Grécia fica perto de coalizão para manter o país no euro

Partido Nova Democracia tem 129 cadeiras no Parlamento e precisa de 151; formação de governo deve ser anunciada hoje ou amanhã

Antonis Samaras, líder da Nova Democracia e vencedor da eleição, se reúne com o socialista Evangelos Venizelos, do Pasok, em busca de uma coalizão | Louisa Gouliamaki/Reuters
Antonis Samaras, líder da Nova Democracia e vencedor da eleição, se reúne com o socialista Evangelos Venizelos, do Pasok, em busca de uma coalizão (Foto: Louisa Gouliamaki/Reuters)

Antonis Samaras, de 61 anos,­­ líder do partido Nova De­­mo­­cracia, favorável ao pacote de austeridade e vencedor das eleições parlamentares do último domingo, começou ontem as negociações com os principais partidos da Grécia para a formação de um governo de coalizão – o que deve ser anunciado hoje ou amanhã.

Assim como na votação de maio, nenhuma legenda obteve votos suficientes para indicar de forma isolada o novo premiê do país. Mesmo com as 50 cadeiras adicionais concedidas pelo sistema grego ao partido mais votado, o Nova Democracia obteve 129 das 300 vagas do Parlamento. Para formar o governo sozinho, precisaria ter 151 representantes.

Samaras passou o dia em reuniões com os líderes dos principais partidos da Grécia.

As chances de anunciar a formação de um governo dependem da aceitação do socialista Pasok, terceiro na preferência dos eleitores, e do pequeno Esquerda Democrática, ambos favoráveis à permanência do país no euro.

O Pasok, liderado pelo­­ ex-ministro das Finanças Evan­­gelos Venizelos, já dá sinais de que aceitará fazer parte do novo governo. Juntos, os dois partidos controlariam 162 cadeiras, número pouco superior ao necessário para ter maioria parlamentar.

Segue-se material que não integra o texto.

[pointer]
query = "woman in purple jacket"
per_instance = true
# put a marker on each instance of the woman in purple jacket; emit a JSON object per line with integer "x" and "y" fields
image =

O Esquerda Democrática deseja cancelar a redução do salário mínimo, que foi de 700 euros para 480 euros, como uma das condições para apoiar o governo – que passaria a ter 179 representantes.

Oposição

O Syriza (Coalizão da Es­­quer­­da Radical), segundo mais­­ votado e contrário ao pa­­co­­te­­ de austeridade, já decla­­rou­­ que fará oposição durante­­ o próximo governo. "Você não pode ter algumas pessoas que es­­colhem a postura fácil de irem­­ para a oposição e ficarem­­ esperando que o governo caia – ou então tentando criar as­­ condições para que o gover­­no, isto é o país, fracasse", disse Evangelos Venizelos, do Pa­­sok, numa crí­­tica à postura de Alexis Tsi­­pras, do Syriza.